Variables that are produced post-field, are clearly marked in the data by suffixes: UKHLS weights are shown by the suffixes “_lw” or “_xw”; most derived variables are shown by the suffix “_dv”, and pointers to other members in the household typically end on “pno” or “pid”. All variables ending on “pid” contain the UKHLS person identifier pidp, not the original BHPS person identifier.
Information collected using dependent interviewing is merged with the respective information collected using independent interviewing (e.g.,) when a respondent did not provide the information in the previous interview, or when they are new to the Study) and stored in the data file under the variable name used for the latter. See, for example, marital status (w_mstatsam).
We use look-up files between SOC 2010 and other SOC versions (i.e., 2000, 2020) to derive variables corresponding to each version. Users may apply to access the Special Licence version of Understanding Society to access non-condensed versions of these codes.
Tips for analysts:
Information about how a derived variable is produced is shown in the Derived Variable Note field of the variable. The Variable Search provides descriptive statistics for each variable and, in the Origin field, lists the variables used in the computation of the derived variable. For variables that were computed during the interview, additional information is available in the questionnaires.

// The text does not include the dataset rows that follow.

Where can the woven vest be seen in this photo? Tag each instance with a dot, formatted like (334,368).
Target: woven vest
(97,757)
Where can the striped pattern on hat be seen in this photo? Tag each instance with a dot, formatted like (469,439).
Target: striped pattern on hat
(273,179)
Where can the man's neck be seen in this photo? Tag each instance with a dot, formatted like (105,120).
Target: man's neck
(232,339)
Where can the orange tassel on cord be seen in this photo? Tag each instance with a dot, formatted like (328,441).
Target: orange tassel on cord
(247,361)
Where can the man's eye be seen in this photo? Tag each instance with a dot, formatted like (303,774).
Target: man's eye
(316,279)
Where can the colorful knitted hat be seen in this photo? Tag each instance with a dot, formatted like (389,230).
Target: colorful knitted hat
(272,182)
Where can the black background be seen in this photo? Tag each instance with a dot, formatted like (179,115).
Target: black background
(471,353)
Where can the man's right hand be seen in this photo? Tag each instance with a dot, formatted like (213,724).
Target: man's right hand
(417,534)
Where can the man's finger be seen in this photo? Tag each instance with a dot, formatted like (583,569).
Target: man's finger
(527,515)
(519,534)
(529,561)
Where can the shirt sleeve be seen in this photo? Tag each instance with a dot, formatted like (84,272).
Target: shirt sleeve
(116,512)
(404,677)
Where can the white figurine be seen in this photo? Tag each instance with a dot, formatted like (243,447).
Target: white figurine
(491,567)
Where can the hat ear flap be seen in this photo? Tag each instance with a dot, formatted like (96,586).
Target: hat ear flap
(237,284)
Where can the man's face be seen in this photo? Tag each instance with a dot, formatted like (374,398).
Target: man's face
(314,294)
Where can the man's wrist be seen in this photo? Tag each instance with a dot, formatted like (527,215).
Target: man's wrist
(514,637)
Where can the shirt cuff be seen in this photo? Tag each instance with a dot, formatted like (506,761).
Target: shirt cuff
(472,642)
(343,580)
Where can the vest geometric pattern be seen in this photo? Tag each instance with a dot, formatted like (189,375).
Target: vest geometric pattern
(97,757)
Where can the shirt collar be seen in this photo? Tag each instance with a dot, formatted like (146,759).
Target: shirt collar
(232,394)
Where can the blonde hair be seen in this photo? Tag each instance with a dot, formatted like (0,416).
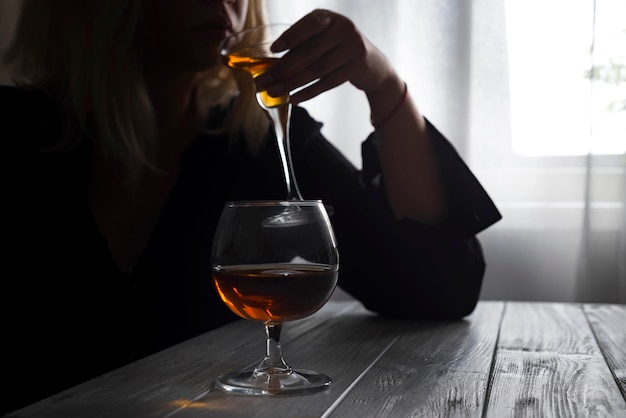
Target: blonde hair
(88,54)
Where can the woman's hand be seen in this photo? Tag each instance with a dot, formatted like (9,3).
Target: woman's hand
(325,50)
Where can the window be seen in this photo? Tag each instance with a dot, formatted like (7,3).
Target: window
(567,69)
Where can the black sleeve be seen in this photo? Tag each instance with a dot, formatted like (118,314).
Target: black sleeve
(397,268)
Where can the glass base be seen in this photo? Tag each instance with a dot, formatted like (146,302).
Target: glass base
(294,382)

Analysts can also search for the description of the derived variables under the Index Term “Derived variables” on the website.
Index of Multiple Deprivation (IMD) variables
Variables containing quintiles of the Index of Multiple Deprivation (IMD) ranking for each household’s LSOA 2011 area (or equivalent for Scotland and Northern Ireland) are provided in the indall data file for each wave of Understanding Society, onwards Wave 12, as follows:
- England – w_imd2015qe_dv (IMD 2015 version) and w_imd2019qe_dv (IMD 2019 version)
- Northern Ireland – w_imd2017qni_dv (IMD 2017 version)
- Scotland – w_imd2016qs_dv (IMD 2016 version) and w_imd2020qs_dv (IMD 2020 version)
- Wales – w_imd2014qw_dv (IMD 2014 version) and w_imd2019qw_dv (IMD 2019 version)
These have all be derived from the latest official data released by each country’s statistical body. Researchers requiring access to the full indexes or to the individual indices can do so by applying for the Special Licence dataset SN 7248 (LSOA2011) or SN 6670 (LSOA2001) as appropriate. This can then be linked to the required IMD dataset that is available as open access data published by each country.